Techniques for Measuring Throughput

Throughput measurement typically involves simulating concurrent requests or processing batches of inputs.

Concurrent Requests: Use multiple client threads or processes sending requests simultaneously to the inference server hosting the quantized model. Measure the total number of successfully completed requests over a fixed time period (e.g., 60 seconds).
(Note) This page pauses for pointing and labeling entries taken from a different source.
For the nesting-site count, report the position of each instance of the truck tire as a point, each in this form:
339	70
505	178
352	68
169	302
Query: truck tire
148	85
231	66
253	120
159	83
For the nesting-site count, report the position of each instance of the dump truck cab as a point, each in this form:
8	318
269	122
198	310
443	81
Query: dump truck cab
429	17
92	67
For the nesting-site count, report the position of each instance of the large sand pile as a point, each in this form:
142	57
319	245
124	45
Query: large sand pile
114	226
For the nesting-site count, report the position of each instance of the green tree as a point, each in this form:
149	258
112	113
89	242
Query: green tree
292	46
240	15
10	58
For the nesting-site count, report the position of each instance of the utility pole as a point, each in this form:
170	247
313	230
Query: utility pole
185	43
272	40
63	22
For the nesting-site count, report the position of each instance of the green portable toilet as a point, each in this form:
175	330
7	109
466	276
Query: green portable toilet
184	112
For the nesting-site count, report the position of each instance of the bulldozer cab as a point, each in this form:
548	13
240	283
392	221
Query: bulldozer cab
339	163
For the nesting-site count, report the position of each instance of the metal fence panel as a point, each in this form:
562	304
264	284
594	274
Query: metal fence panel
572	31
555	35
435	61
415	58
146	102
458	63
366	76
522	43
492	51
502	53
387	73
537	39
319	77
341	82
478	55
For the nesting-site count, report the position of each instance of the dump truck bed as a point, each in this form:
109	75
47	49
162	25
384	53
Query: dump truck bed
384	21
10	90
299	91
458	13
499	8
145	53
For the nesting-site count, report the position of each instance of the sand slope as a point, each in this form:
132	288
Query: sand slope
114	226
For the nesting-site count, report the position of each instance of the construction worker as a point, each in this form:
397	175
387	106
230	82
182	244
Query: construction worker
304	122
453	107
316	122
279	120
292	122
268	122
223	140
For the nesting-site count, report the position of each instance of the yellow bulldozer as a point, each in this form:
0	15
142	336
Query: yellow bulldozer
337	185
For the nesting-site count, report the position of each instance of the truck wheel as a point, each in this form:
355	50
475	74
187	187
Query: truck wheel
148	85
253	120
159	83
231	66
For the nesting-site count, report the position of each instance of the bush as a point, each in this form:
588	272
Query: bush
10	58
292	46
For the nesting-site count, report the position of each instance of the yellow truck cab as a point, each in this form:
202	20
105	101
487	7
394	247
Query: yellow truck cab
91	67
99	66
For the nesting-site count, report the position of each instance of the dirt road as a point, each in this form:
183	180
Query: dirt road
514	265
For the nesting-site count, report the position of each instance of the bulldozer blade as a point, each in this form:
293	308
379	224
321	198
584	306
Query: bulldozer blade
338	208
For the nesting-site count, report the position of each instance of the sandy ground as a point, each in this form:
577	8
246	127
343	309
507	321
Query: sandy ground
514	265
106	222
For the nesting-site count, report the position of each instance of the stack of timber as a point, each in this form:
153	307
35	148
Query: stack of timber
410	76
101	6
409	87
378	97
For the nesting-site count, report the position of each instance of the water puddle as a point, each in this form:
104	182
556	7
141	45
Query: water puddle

Be mindful of client-side bottlenecks; ensure the load generation tool itself isn't limiting the throughput.
Batch Processing: Increase the batch size (number of input sequences processed together in one forward pass) and measure the time taken. Throughput (RPS or TPS) can be calculated as: $\text{Throughput} = \frac{\text{Batch Size}}{\text{Time per Batch}}$ or for token-based throughput: $\text{Throughput (TPS)} = \frac{\text{Batch Size} \times \text{Average Output Tokens per Request}}{\text{Time per Batch}}$ Plotting throughput against batch size often reveals an optimal batch size where throughput saturates or even decreases due to memory constraints or computational overheads.
Iterative Benchmarking: Start with a low load (e.g., few concurrent users or small batch size) and gradually increase it, measuring latency and throughput at each step. This helps identify the system's breaking point and understand the latency-throughput trade-off.

This chart demonstrates how throughput typically increases with batch size for both baseline (FP16) and quantized (INT8) models, with the quantized model achieving higher throughput, especially at larger batch sizes. Saturation may occur at even larger batch sizes not shown here.

Factors Influencing Measurements

Be aware that latency and throughput are not fixed numbers; they depend heavily on:

Hardware: CPU type, GPU model (compute capability, memory bandwidth), available RAM.
Software Stack: The specific quantization library (e.g., bitsandbytes, AutoGPTQ), inference server (e.g., vLLM, TensorRT-LLM, TGI), CUDA version, driver versions. Optimized kernels in frameworks like TensorRT-LLM can drastically improve performance for specific quantization formats (like INT4 or INT8) on supported hardware.
Model Characteristics: Architecture, size (number of parameters).
Quantization Details: Precision (INT8, INT4, NF4), quantization scheme (per-tensor, per-channel), specific algorithm (GPTQ, AWQ).
Workload: Input sequence length, output sequence length (for generation), batch size, number of concurrent requests. Longer sequences generally increase latency.

When reporting results, always specify the complete hardware and software environment, the model used, the quantization method, and the exact workload parameters (input/output length, batch size, concurrency level) to ensure reproducibility and fair comparison. Consistent and rigorous measurement is fundamental to understanding the real-world benefits and trade-offs of deploying quantized LLMs.